When does isomorphism on singular cohomology imply isomorphism on Picard and Brauer groups?

Question

Assume that $f:X\to Y$ is a morphism of complex varieties, and the homomorphisms $H^i_\text{sing}(f)$ are bijective for $0\le i\le 3$ (though possibly $3$ is too much here:)). Under which assumptions on $X$ and $Y$ one can deduce that $\operatorname{Pic}(f)$ and $\operatorname{Br}(f)$ are bijective?

Probably, a well-known idea here is to apply the exponential sequence. Consequently, I would like to know whether the corresponding $H^i(-,\mathcal{O})(f)$ are bijective. Respectively, which assumptions are needed to deduce that $f$ induces isomorphisms on cohomology with coefficients in the structure sheaves? This is clearly true when $X$ and $Y$ are smooth projective; yet can one weaken these assumptions?

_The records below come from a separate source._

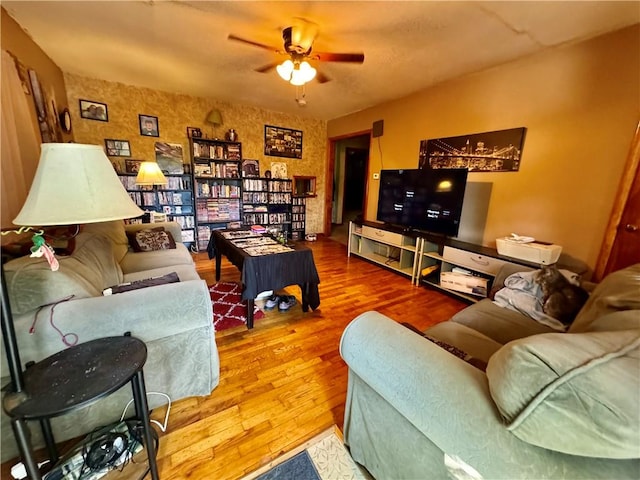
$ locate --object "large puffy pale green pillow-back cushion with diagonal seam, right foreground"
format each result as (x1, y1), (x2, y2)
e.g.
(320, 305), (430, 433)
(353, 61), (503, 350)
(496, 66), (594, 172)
(487, 330), (640, 459)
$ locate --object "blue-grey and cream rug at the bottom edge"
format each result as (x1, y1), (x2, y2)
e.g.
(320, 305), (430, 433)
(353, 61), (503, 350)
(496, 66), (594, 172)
(242, 425), (371, 480)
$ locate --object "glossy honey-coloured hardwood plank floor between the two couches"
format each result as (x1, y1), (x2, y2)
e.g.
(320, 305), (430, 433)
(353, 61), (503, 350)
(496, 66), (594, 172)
(0, 238), (466, 480)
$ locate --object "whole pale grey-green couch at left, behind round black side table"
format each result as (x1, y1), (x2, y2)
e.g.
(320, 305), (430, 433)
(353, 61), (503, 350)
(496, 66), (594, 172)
(1, 221), (220, 462)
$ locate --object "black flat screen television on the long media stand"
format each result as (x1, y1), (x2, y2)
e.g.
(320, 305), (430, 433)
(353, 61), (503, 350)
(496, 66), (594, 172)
(377, 168), (468, 237)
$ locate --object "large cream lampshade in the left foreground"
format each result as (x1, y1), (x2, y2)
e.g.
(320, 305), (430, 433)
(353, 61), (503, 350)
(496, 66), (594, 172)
(13, 143), (144, 226)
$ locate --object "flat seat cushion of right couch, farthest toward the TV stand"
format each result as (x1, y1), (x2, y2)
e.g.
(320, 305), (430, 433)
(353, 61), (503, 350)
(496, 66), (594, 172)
(451, 298), (554, 345)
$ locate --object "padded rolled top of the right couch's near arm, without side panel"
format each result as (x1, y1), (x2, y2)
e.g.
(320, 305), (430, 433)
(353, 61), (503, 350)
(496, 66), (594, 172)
(340, 312), (628, 479)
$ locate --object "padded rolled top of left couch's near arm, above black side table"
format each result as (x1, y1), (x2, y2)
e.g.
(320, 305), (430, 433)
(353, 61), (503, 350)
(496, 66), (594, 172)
(3, 280), (214, 375)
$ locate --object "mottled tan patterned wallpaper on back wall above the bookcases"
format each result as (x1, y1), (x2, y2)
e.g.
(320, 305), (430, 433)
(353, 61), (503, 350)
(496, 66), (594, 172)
(64, 74), (327, 233)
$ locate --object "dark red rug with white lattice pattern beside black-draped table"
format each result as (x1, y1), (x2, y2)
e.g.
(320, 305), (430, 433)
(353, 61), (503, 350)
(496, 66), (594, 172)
(209, 282), (264, 332)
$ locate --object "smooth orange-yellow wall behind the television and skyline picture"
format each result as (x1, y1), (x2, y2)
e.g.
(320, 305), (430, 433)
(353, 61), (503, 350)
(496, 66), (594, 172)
(327, 25), (640, 267)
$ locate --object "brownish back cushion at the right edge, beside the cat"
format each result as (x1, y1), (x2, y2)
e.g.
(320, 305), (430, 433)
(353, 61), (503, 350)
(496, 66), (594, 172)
(569, 263), (640, 333)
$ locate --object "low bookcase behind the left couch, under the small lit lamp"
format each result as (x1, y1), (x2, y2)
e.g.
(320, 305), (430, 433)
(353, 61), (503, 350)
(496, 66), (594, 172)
(118, 174), (195, 247)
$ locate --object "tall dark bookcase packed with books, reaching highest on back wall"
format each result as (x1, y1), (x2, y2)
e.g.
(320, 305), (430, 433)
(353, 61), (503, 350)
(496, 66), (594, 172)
(191, 138), (242, 251)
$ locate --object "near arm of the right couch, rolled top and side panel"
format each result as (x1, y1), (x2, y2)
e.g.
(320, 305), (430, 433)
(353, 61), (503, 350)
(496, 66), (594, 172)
(340, 312), (640, 480)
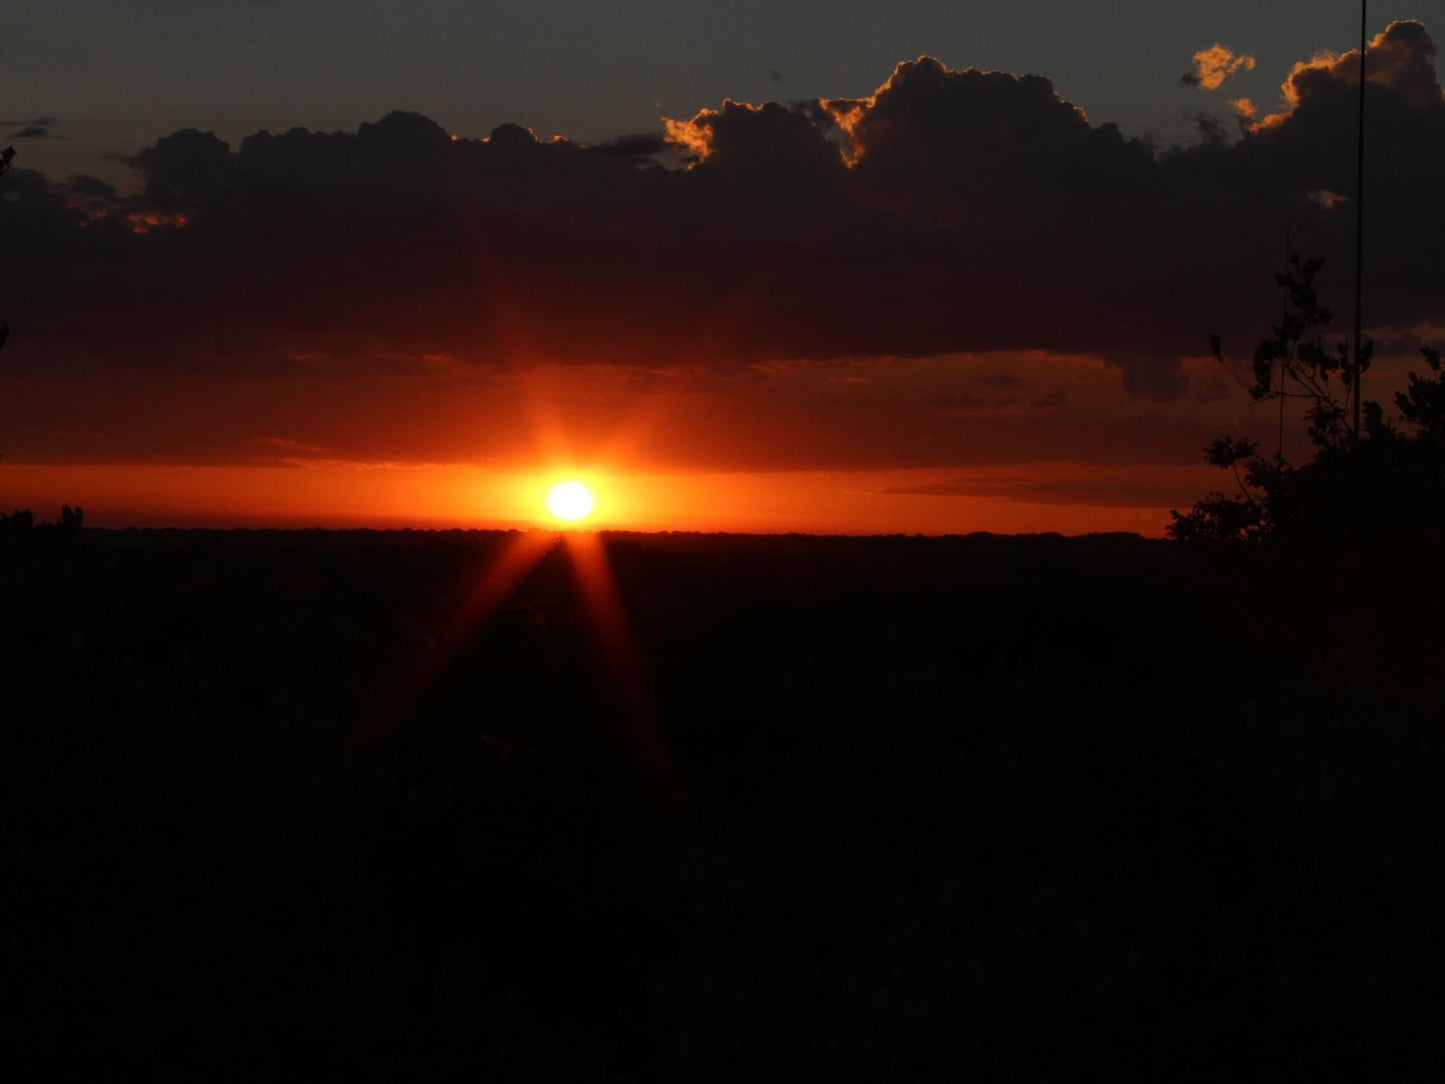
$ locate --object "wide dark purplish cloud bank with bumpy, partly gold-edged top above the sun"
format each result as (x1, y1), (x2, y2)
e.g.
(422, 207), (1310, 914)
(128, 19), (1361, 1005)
(0, 23), (1445, 462)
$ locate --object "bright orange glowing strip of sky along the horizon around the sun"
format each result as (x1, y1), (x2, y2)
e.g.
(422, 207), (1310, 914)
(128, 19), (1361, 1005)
(0, 463), (1218, 536)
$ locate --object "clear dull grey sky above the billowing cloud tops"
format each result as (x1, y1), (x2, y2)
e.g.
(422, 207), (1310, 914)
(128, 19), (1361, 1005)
(0, 0), (1445, 182)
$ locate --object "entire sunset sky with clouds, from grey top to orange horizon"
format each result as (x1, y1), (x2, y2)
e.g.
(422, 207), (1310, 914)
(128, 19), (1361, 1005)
(0, 0), (1445, 535)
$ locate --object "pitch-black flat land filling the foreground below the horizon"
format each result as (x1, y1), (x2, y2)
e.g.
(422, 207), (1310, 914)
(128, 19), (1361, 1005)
(0, 530), (1445, 1080)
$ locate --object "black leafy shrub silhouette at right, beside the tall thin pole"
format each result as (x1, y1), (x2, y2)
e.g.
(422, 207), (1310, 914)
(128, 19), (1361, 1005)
(1166, 256), (1445, 545)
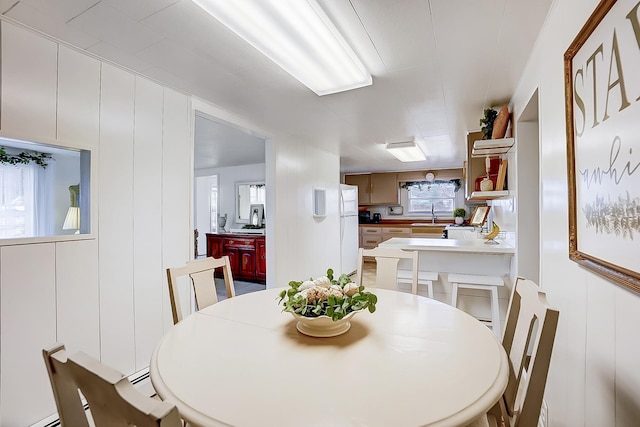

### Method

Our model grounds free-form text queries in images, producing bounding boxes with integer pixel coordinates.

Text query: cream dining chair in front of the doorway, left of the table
[167,255,236,324]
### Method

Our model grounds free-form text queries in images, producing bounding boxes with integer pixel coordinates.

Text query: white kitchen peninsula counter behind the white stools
[378,237,515,324]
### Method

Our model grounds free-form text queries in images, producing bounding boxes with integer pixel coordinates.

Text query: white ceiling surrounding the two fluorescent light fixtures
[0,0,552,172]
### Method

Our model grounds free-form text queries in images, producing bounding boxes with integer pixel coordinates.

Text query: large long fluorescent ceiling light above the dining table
[193,0,372,95]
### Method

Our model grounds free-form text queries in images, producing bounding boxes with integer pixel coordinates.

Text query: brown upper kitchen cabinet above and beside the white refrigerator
[344,173,399,205]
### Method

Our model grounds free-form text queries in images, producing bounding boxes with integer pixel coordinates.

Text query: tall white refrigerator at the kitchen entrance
[340,184,360,274]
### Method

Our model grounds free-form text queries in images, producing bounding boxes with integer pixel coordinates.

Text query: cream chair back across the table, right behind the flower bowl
[357,247,418,294]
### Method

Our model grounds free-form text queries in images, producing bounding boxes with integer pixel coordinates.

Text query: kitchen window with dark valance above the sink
[406,181,456,216]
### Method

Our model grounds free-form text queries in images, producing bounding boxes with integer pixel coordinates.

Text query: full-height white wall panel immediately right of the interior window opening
[98,64,135,375]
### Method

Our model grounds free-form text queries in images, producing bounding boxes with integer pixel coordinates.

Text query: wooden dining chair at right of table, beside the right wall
[472,277,559,427]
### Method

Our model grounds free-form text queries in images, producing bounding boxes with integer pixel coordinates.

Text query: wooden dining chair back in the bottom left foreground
[42,343,182,427]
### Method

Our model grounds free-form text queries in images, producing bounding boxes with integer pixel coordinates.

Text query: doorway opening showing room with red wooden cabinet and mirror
[193,111,266,294]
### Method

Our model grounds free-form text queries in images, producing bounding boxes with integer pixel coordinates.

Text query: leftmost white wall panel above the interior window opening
[0,22,58,139]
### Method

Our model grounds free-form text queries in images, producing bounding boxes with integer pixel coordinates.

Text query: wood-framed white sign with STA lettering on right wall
[564,0,640,292]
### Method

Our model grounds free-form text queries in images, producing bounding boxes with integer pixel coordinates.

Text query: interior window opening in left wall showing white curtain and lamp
[0,138,91,239]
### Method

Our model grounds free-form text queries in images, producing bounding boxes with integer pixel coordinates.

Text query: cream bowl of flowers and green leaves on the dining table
[279,269,378,337]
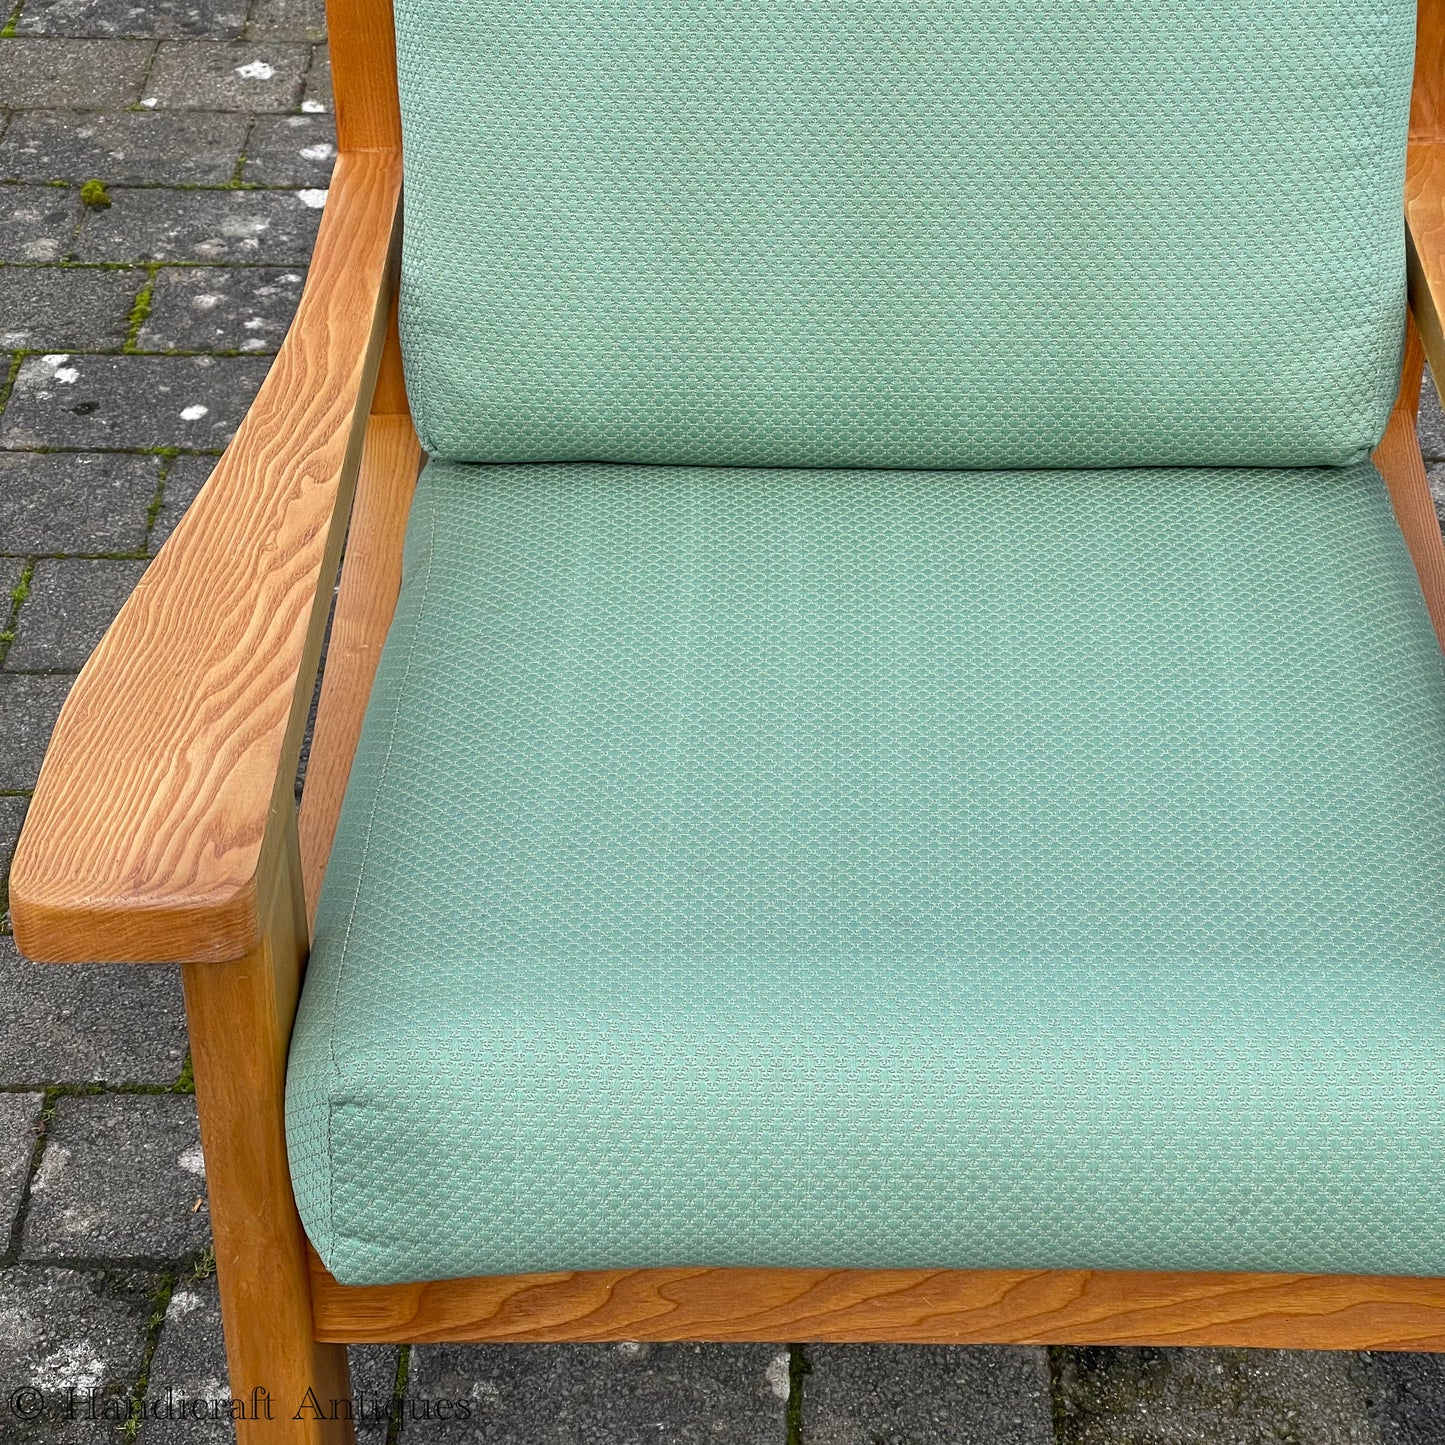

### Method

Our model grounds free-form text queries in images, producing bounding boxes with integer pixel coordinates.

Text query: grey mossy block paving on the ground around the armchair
[0,14,1445,1445]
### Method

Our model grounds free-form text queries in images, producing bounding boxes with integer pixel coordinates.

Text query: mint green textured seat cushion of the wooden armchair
[288,462,1445,1282]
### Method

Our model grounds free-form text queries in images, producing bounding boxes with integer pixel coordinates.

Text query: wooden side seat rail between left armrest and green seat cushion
[301,413,422,923]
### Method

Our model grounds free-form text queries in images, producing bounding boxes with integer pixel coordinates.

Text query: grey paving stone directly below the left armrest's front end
[0,936,186,1085]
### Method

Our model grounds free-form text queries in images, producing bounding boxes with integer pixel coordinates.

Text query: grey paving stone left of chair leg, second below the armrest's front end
[20,1094,211,1261]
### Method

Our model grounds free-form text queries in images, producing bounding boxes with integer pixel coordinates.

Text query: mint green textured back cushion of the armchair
[396,0,1415,467]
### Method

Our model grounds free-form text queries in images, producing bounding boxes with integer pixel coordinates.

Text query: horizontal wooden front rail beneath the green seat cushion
[311,1256,1445,1350]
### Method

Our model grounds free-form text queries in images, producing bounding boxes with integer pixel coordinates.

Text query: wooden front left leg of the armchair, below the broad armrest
[182,808,355,1445]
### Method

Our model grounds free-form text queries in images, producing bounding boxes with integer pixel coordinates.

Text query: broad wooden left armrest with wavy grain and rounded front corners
[10,150,400,962]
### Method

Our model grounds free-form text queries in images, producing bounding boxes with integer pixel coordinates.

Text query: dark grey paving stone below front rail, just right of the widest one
[803,1345,1053,1445]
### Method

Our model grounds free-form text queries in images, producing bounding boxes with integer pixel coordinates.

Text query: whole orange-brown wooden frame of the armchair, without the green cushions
[10,0,1445,1445]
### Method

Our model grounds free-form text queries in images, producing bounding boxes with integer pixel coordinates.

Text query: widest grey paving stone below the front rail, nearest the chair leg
[402,1345,788,1445]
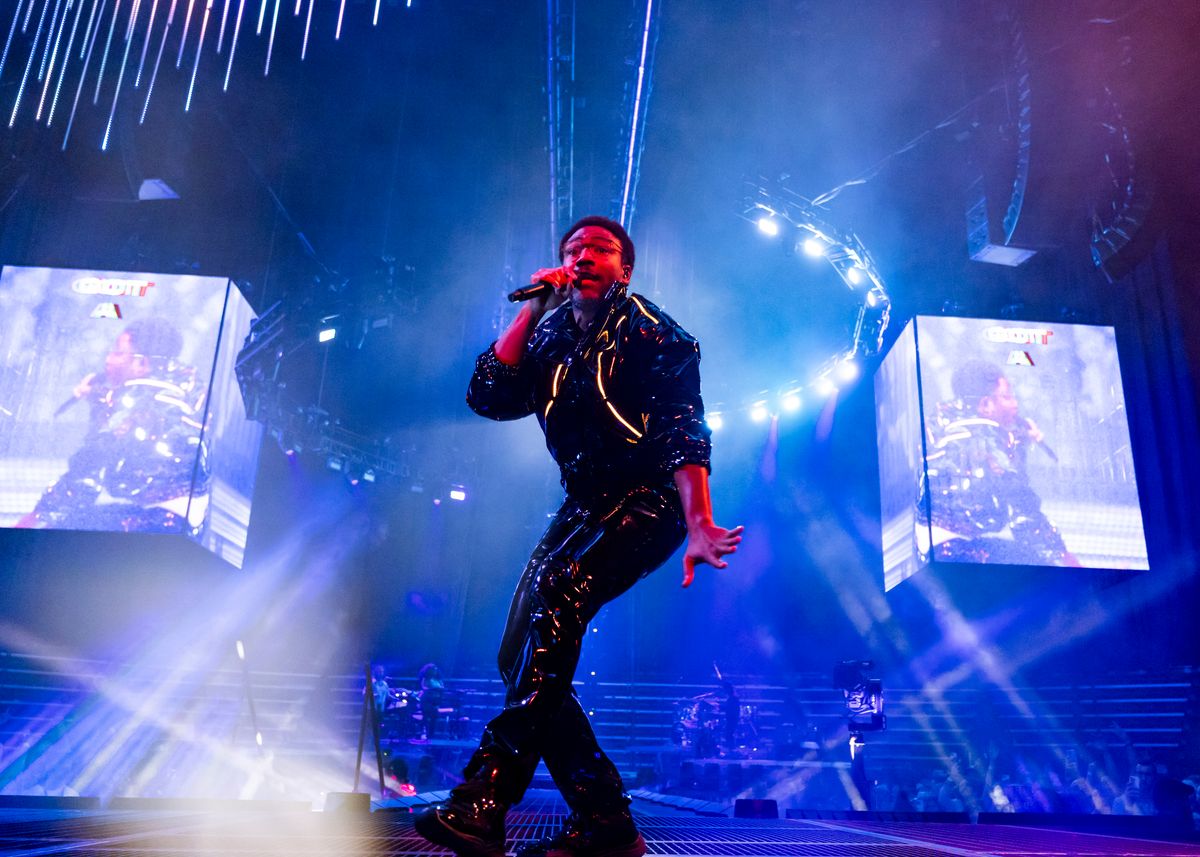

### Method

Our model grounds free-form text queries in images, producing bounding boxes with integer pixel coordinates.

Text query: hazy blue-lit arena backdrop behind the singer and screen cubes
[0,0,1200,696]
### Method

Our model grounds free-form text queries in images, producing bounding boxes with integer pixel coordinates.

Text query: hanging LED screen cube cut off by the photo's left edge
[0,266,262,568]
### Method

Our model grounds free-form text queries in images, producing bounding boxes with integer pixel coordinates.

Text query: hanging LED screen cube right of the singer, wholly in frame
[875,316,1148,589]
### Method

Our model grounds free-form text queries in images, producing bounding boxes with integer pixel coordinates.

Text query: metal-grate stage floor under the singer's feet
[0,793,1200,857]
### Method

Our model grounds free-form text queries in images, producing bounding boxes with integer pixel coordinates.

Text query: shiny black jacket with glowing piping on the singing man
[467,283,712,501]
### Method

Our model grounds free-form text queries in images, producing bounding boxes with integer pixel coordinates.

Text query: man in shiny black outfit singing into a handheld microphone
[416,216,742,857]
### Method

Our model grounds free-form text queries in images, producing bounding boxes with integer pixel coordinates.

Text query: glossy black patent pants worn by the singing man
[464,485,686,814]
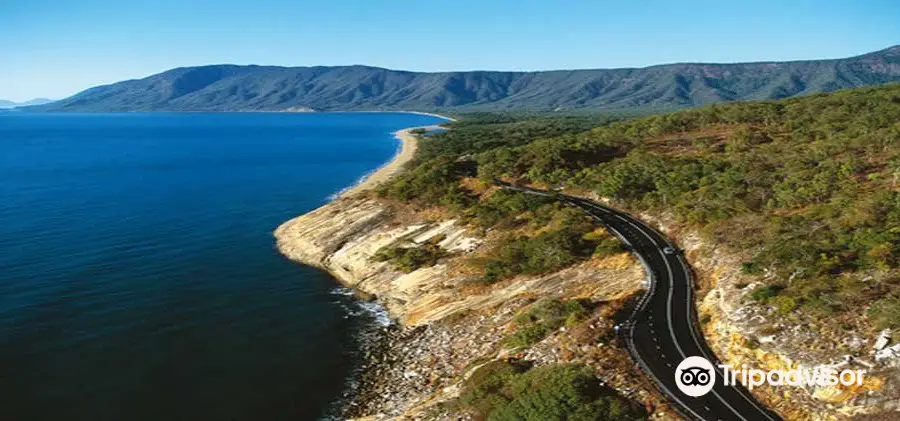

Lastly, what can one do about the characteristic $p>0$ case? I actually consider étale cohomology (with any prime to $p$ torsion coefficients) instead of singular cohomology. Can one say anything better than that the corresponding kernels and cokernels are uniquely prime-to-$p$-divisible?

Answer 1

Obviously, if the first Chern classes for $X$ and $Y$ are surjective, then the Brauer groups are isomorphic (even $H^{3}_\text{sing}(X)_\text{tors} \cong H^{3}_\text{sing}(Y)_\text{tors}$ is sufficient).